Zum Glück hatte er Göring schon bei mehreren Gelegenheiten ungebremst vor
sich hin sprudelnd erlebt und dessen sprunghafte Plauderei einzuschätzen
gelernt. Die Kunst bestand darin, das Wesentliche herauszufiltern. Kein
leichtes Unterfangen, denn Göring knipste sein Strahlen mit dem nächsten Satz schon
wieder an.
»Lassen Sie uns nicht über die traurige Vergangenheit reden, sondern über
die Zukunft. Dafür sind wir doch schließlich hergekommen.

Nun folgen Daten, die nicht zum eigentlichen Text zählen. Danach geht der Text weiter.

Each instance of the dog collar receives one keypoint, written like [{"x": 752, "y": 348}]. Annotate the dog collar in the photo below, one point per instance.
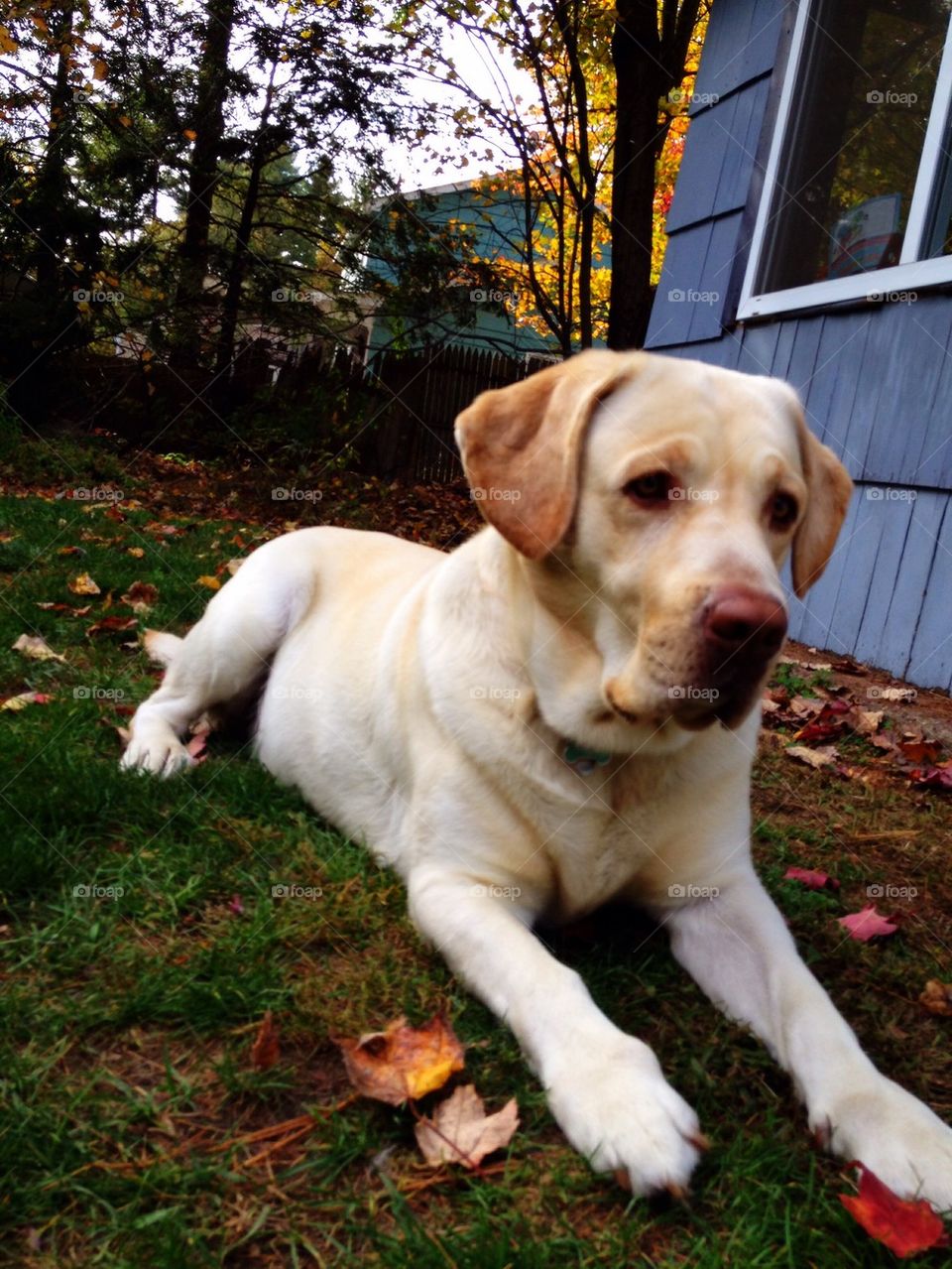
[{"x": 583, "y": 760}]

Bitte, setzen Sie
sich einen Moment zu uns, mein lieber Dahlerus.«
Göring fasste den Schweden behutsam am Ellenbogen und dirigierte ihn zu
einem freien Sessel. »Erich Görnert und General Bodenschatz kennen Sie ja
bereits.«
Dahlerus nickte den beiden zu, diese erwiderten höflich den Gruß.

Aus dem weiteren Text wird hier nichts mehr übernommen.